Екатеринбург, восемнадцатый
Шрифт:
— Какой Самойла? — едва совладав с языком, спросил я.
— Вот, помнишь! — обрадовался сотник Томлин. — Я тоже. Я его увидел и чуть не скочебрыжился! Ночью домой прибежал. Изба заколочена. Холодно, а с меня пар валит. Враз простыть. Дров нет. Вышел на огород, оборвал пару жердишек с заплота, затопил печь. Сел, смотрю по избе — а в башке мыслишка с вопросом: и что за всю свою службу я выслужил? Возможность татем ночью домой пробраться? И только-то? Так-то при царе-батюшке не было. Тосковато стало. Выпить нечего. Залег, как медведь, не раздеваясь. Утром, когда рассвело, вышел хозяйство оглядеть, снег убрать, ограду подладить. Гляжу по нашему краю: «Да не может быть! Как есть, Самойло из ограды снег коробком вывозит». Я — к нему. Я ведь их всех самолично схоронил. Я ведь и письмо тогда тебе, правда, по пьяни отписал, всех перечислил пофамильно. А тебя — в санитарный поезд. Я им, бляха-муха, прошу
— Так жив Самойло Василич? — глупо спросил я.
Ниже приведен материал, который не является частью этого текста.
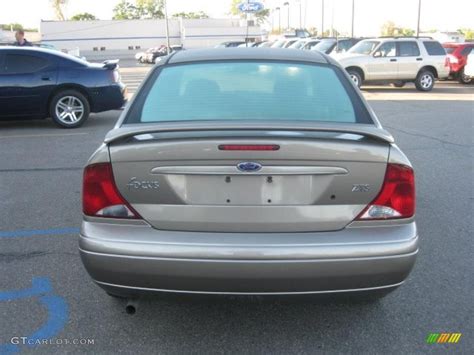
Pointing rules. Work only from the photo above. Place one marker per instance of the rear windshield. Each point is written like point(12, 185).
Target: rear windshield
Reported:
point(248, 91)
point(434, 48)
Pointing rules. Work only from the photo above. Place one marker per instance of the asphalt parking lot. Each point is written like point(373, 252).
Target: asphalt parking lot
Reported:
point(46, 293)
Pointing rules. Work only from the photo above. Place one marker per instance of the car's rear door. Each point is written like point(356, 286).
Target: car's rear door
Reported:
point(383, 64)
point(409, 59)
point(28, 78)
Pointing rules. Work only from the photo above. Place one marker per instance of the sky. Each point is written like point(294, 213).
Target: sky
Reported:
point(369, 14)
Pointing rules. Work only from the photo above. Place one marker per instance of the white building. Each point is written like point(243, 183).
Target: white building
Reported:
point(445, 37)
point(123, 38)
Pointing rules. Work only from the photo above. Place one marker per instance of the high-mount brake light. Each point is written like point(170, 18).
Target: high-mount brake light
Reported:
point(249, 147)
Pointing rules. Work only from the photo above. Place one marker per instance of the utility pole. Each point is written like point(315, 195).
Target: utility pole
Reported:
point(167, 29)
point(322, 18)
point(279, 19)
point(301, 19)
point(419, 15)
point(287, 4)
point(352, 23)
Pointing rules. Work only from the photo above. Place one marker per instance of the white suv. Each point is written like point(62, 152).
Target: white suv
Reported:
point(396, 60)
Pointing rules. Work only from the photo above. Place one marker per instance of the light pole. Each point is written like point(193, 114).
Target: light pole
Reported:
point(167, 29)
point(279, 19)
point(322, 18)
point(301, 22)
point(419, 15)
point(287, 4)
point(352, 23)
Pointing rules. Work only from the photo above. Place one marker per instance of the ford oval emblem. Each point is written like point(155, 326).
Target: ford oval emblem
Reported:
point(249, 166)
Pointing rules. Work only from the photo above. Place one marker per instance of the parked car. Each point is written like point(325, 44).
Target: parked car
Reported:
point(230, 44)
point(299, 190)
point(249, 45)
point(396, 60)
point(469, 67)
point(40, 83)
point(457, 56)
point(335, 45)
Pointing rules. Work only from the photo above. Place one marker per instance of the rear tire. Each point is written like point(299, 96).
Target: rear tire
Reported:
point(69, 109)
point(425, 81)
point(463, 78)
point(355, 77)
point(398, 84)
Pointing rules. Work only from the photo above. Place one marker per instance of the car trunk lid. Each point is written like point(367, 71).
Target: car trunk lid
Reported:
point(183, 180)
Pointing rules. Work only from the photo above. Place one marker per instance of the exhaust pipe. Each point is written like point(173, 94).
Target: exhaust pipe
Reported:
point(132, 305)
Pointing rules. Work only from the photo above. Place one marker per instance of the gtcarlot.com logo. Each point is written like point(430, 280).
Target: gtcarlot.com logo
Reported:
point(34, 342)
point(443, 338)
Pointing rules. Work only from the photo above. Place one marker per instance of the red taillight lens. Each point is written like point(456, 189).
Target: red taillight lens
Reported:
point(396, 199)
point(249, 147)
point(100, 197)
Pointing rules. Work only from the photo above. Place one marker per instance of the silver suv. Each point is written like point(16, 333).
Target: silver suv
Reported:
point(396, 60)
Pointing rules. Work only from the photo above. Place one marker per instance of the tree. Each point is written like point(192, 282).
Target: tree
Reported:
point(191, 15)
point(85, 16)
point(467, 32)
point(150, 9)
point(141, 9)
point(12, 26)
point(390, 29)
point(124, 10)
point(58, 9)
point(261, 16)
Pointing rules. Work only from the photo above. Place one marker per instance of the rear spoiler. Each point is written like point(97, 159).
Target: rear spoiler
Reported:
point(111, 64)
point(367, 130)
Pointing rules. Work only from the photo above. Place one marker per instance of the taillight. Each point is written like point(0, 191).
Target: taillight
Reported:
point(452, 59)
point(396, 199)
point(115, 76)
point(100, 197)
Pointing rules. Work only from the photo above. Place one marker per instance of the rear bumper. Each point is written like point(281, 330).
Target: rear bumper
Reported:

— Как жив? — со вниманием посмотрел на меня сотник Томлин. — Я и рассказываю. Я — к его избе: Василич, ты? А сам себе не верю. Он: «О, Григорий Севастьянович, вернулся!» — и ко мне ладит. Я ему: «Свят, свят! Не подходи ко мне! Я покойников боюсь!» Он ржет, как кобель…
— Как жеребец или сивый мерин, — сказал я.
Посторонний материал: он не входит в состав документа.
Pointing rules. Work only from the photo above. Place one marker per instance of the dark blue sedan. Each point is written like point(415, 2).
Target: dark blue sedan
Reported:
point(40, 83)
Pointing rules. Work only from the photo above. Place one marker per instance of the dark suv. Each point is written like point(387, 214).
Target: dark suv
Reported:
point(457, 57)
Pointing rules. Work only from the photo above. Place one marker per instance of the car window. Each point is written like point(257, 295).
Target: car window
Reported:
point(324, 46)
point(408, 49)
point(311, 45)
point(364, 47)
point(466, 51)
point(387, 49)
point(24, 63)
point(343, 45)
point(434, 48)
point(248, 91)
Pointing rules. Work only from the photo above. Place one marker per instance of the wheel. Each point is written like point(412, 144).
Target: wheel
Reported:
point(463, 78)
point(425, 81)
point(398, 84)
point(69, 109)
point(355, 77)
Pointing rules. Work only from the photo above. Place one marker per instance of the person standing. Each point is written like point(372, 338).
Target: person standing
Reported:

— Что? — спросил сотник Томлин.
— Ржет как жеребец или как сивый мерин! — сказал я.
— А! Нет, Самойло ржал, как кобель. Ржет и скалится: «А что нам!» Я намекаю, вроде как схоронил я его. А прямо сказать боюсь. Покойник ведь, вдруг обидится. Намекаю. А он: «Спасибо этому, штабс-капитану! Мне и Трапезникову распорядился с полусотенными документами пробиваться и доложить. Мы пробились. А документы в речке утопили. Не нарочно, конечно!» Вот он весь тут, Самойло! Как невзгода — так бросай все и беги! А сейчас мы просемафорим с огорода. По одной выпьем и пойдем!..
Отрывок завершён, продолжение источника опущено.